McPherson regularly integrates her research into the classroom. This spring, for example, her undergraduate seminar welcomed guest musicians and speech surrogate practitioners from Nigeria, Burkina Faso, and Southeast Asia.
"It's deeply rewarding to enable students to speak firsthand with people who practice these amazing traditions," she says.
There are also practical applications for McPherson's work. She has just begun a pilot study on how the brain processes surrogate languages, with the hope that the resulting insights could help dementia patients communicate more effectively, even as the disease progresses.
"Sometimes people with dementia or Alzheimer's can sing, but they can't really speak anymore. So what happens with surrogate languages?" she asks. "What areas of the brain are lighting up? Are they language areas? Are they music areas? Is it both?
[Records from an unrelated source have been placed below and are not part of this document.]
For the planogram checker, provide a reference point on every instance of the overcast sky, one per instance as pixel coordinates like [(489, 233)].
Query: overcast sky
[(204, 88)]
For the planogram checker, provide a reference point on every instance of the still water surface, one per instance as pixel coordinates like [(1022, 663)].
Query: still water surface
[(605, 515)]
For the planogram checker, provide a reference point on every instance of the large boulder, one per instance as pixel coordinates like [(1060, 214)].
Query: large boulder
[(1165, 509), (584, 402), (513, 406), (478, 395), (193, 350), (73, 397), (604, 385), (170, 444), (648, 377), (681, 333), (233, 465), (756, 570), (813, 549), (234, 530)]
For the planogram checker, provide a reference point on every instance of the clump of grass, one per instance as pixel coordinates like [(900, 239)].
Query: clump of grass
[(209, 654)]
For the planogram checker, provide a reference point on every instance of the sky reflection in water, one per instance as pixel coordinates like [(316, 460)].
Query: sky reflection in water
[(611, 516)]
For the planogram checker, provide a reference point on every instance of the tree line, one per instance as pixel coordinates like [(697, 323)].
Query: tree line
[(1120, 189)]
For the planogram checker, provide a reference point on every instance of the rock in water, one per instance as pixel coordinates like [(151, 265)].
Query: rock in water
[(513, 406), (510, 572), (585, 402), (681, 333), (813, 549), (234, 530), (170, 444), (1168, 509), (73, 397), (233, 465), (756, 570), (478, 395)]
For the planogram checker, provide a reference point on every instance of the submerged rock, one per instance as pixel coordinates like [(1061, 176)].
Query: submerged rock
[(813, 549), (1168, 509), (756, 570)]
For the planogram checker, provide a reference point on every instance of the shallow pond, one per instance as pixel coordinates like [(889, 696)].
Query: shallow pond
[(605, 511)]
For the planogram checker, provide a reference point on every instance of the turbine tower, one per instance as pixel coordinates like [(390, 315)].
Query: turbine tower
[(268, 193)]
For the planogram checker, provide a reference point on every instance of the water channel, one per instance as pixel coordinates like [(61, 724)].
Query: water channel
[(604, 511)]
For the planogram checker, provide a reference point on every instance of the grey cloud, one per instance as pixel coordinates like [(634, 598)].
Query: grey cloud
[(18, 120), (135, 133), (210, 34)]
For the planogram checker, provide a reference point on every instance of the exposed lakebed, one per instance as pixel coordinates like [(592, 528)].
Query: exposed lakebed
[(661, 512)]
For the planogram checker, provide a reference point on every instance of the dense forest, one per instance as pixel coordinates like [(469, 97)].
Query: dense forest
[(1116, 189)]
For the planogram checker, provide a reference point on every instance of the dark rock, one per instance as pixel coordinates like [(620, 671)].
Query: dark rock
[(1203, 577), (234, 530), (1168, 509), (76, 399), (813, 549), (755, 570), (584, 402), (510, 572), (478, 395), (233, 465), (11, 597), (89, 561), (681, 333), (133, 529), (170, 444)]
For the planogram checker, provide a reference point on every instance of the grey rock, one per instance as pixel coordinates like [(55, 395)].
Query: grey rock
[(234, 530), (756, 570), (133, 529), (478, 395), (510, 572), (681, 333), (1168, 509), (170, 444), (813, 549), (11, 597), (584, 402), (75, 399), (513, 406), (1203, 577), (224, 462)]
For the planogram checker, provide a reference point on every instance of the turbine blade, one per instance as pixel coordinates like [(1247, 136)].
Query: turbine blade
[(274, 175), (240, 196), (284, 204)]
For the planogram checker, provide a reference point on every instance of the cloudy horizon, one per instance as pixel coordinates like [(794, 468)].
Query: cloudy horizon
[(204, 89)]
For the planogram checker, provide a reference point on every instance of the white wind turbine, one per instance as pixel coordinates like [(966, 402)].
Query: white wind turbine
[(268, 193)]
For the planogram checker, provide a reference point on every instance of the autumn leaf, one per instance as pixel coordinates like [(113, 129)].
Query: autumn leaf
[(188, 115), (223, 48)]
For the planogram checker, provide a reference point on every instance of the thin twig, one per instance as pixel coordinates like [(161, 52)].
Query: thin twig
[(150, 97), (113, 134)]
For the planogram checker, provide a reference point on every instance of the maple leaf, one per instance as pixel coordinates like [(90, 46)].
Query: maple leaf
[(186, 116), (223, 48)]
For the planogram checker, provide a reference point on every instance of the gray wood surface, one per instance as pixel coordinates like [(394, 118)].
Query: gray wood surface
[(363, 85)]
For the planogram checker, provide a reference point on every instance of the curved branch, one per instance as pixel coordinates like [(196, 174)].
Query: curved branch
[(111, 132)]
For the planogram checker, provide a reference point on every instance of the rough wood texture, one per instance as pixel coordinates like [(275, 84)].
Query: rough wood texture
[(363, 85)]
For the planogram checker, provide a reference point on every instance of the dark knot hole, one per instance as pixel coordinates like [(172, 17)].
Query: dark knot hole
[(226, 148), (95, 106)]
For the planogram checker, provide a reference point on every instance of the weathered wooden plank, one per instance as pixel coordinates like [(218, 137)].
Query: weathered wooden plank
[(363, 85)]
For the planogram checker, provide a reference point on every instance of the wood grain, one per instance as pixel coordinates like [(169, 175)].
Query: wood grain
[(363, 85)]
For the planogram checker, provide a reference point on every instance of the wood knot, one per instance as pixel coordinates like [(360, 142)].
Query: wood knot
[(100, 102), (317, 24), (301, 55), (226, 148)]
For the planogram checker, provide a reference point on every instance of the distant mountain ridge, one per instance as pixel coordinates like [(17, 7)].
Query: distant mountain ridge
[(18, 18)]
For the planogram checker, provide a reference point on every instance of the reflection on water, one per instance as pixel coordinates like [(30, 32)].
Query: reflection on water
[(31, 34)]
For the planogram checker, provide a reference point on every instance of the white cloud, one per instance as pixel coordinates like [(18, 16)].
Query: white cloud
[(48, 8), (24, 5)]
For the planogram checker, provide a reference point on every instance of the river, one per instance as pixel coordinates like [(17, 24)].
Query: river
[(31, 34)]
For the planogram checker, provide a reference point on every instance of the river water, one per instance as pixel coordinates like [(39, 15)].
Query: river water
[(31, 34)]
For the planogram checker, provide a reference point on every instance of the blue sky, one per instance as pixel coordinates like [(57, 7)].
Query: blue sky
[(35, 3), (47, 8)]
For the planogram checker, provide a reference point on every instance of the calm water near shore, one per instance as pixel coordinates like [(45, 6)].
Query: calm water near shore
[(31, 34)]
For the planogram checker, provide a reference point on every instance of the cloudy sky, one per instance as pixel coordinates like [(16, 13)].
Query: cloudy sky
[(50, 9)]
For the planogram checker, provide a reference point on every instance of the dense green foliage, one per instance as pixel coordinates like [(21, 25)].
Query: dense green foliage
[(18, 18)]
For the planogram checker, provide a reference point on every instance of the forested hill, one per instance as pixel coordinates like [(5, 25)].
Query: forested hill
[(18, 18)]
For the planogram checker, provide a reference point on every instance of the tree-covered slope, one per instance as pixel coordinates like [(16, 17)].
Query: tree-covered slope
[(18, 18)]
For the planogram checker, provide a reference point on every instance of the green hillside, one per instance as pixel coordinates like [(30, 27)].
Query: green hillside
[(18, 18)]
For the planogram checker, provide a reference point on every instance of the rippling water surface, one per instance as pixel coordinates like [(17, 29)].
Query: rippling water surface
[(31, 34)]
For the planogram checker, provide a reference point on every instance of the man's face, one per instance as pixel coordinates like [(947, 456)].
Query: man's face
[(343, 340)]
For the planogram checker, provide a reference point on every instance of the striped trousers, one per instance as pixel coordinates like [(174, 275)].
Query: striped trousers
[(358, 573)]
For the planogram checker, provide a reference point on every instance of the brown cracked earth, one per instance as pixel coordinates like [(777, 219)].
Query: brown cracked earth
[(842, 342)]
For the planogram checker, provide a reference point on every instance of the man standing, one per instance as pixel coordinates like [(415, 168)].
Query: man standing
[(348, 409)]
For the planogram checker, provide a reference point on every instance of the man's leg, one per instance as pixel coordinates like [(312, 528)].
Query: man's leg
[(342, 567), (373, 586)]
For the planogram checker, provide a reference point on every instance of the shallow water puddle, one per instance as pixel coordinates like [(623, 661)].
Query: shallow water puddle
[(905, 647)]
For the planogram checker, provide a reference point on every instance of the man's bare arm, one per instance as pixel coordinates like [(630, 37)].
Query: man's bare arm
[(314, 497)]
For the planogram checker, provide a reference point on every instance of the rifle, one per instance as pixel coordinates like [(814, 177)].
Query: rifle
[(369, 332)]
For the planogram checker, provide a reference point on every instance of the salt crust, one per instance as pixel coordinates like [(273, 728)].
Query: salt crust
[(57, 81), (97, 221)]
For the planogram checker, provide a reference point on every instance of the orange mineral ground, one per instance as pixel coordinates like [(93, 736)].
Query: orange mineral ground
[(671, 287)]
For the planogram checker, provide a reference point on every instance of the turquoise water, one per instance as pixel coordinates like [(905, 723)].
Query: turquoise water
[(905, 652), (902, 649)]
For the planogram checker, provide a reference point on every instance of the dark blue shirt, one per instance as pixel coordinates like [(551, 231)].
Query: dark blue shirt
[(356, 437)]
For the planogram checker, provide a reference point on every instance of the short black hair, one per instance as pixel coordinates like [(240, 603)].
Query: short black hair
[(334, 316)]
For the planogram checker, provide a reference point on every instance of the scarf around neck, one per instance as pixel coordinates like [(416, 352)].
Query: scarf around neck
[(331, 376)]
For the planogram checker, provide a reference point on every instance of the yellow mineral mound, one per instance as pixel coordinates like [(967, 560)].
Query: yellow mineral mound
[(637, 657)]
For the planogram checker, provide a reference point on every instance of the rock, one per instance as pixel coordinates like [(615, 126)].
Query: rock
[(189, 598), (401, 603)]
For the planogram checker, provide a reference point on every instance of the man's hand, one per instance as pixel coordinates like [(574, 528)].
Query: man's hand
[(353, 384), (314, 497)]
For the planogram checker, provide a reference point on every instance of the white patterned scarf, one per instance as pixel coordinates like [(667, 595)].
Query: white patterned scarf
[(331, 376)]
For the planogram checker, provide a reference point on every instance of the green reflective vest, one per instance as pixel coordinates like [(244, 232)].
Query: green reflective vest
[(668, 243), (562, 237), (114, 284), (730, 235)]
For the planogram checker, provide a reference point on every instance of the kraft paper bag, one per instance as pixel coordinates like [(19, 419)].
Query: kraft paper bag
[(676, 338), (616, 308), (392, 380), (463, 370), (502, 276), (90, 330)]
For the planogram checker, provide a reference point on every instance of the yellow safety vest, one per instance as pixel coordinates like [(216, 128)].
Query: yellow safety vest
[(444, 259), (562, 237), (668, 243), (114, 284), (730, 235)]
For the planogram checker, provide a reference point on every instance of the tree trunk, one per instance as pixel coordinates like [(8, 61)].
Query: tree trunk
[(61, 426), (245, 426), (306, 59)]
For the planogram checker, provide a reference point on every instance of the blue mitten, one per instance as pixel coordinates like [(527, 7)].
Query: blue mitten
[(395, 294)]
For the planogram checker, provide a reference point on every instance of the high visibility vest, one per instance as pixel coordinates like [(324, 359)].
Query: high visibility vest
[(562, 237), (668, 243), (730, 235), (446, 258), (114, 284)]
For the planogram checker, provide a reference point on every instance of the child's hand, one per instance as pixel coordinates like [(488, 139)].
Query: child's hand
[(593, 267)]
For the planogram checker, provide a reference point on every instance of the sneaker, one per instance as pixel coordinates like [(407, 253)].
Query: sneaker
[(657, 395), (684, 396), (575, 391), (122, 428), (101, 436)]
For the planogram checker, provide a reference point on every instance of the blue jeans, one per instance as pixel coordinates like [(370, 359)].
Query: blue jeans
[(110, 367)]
Is it different?"
Diabaté contributed to the pilot study by undergoing EEG imaging when he was teaching the Sambla balafon tradition to Dartmouth students on campus last spring as part of a course on the language-music connection co-taught by McPherson and Professor of music Ted Levin.
"All his language areas are lighting up when he hears musical surrogate languages compared with just instrumental music; a lay person would not be able to tell the difference between them at all," McPherson explains. "Could studying surrogate languages be useful for helping people communicate?"
In April, McPherson was awarded an Alexander von Humboldt Research Fellowship for Experienced Researchers. The award will support a six-month stay as a visiting scholar at the University of Cologne in Germany, where she will study tone in interdisciplinary contexts.
Ultimately, McPherson hopes her research will help preserve endangered musical traditions and communication systems.
"So many of these are being lost, and I hope that in working with communities and documenting them, it inspires younger musicians to take pride in these systems, mainstream them, and pass them down," she says. "Because they really are genius."